After years of performing at Cairo's best venues, Maryam Saleh has taken her act from stage to studio with aplomb.

Saleh's debut album, Mesh Baghanny, stands out first and foremost because of its unique, eye-catching cover; a perfect indication of the Egyptian singer's eclectic musical palette. Saleh's stoic face is adorned with Oriental motifs; an invitation to delve deeper into the the multi-talented performer's life.

Saleh's style of music crosses the Oriental and rock genres in their broadest forms, and the album as a whole embraces heartbreak, passion and freedom. The poignancy of this amalgamation manifests in the melody, the lyrics, and the performances that lie behind them. Even the lighter songs offer satirical lyrics and Saleh's own brand of dark humour.

Maryam starts and ends her album with a quatrain, ‘Roba’aiyat Shaggar El Toot” (Blueberry Trees Quatrain), as well as an interlude in the middle of the album. Each piece is about a minute and a half long and three parts together add a theatrical quality to the album; there’s an opening scene, an intermission and a closing scene.

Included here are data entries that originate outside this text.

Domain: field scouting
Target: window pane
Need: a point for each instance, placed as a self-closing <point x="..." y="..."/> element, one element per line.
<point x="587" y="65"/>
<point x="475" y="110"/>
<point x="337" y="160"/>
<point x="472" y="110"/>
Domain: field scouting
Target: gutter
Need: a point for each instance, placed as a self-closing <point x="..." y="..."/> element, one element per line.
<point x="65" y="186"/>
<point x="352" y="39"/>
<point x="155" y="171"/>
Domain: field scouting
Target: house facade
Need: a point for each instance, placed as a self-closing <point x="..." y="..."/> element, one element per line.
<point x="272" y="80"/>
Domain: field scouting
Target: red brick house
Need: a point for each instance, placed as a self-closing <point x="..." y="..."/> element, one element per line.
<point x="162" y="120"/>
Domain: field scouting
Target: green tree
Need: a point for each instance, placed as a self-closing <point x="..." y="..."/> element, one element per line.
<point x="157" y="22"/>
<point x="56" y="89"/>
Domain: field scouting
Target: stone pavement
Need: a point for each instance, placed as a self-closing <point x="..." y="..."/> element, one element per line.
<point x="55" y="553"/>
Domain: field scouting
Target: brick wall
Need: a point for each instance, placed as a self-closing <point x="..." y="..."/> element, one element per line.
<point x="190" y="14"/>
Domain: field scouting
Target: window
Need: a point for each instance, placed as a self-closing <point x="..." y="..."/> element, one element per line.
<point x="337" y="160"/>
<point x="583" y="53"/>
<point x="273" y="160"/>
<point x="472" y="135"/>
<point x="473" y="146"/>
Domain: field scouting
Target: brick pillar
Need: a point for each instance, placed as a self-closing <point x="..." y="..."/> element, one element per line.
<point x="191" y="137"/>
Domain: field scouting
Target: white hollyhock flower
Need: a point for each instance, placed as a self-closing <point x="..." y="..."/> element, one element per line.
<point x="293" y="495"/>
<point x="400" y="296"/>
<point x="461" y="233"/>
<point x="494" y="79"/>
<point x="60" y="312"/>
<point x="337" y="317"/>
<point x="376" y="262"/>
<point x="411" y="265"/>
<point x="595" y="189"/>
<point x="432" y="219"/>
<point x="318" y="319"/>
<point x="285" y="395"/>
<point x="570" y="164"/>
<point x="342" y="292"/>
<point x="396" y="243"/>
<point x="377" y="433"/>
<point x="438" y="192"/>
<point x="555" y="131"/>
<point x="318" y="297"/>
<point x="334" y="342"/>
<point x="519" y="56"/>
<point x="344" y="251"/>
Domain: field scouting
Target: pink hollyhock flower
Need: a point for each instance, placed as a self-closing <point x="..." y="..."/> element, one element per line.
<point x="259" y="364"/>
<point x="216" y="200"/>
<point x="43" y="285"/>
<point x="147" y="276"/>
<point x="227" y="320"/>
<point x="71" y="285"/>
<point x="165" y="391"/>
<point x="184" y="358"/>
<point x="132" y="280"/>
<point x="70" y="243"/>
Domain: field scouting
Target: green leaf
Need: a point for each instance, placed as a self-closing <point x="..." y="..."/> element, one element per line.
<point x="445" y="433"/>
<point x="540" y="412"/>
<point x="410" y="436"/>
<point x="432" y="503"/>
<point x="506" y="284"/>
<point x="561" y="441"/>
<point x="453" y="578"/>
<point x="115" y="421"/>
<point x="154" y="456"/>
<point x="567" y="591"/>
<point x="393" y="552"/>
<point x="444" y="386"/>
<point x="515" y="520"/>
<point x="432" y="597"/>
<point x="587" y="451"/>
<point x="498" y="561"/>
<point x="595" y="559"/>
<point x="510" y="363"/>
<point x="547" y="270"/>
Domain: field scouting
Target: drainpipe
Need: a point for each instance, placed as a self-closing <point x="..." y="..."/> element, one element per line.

The first track ‘El Donia’ (The World) talks about the pitfalls and unanswerable questions of life; we feel lost no matter what we do. It follows a slow tempo, warming the listener up for what’s to come.

Saleh's most known and loved track 'Watan Al Akk' (Nation Of Chaos) is where the dark humour kicks in. Saleh manages to express frustration towards the powers the be, whether they be social or political, while infusing such a dicey subject with danceable rock music.

Similar themes drive ‘Sor’et El Ayam’ (The Speed of Days). Beginning with an uplifting tone, it ends on a damning tone: "It doesn’t matter."

'El Ghariba' (The Stranger) and ‘Toul El Tariq’ (Along the Way) are where Saleh plays with melancholy and hardship. The former talks about the loneliness of autonomy, while the latter describes the singer’s tumultuous love-hate relationship with Egypt; something we can all relate to.

She delves further into sorrow in ‘Leh Tenrebet’ (Why Be Tied Up?) which addresses lack of freedom, describes frustration and evokes the feeling of being paralysed by societal restrictions - another theme that Cairenes will identify with.

Impressively, Saleh has composed the majority of the songs; a process that has allowed her to really express her versatility and understanding of the demanding recording process. Make no mistake, this is no Nancy Ajram or Haifa Wahbi - Maryam Saleh is the real deal; a student of music and an artist in every sense of the word.

Every track on Mesh Baghanny has meaning; the more you listen to the songs the deeper they get.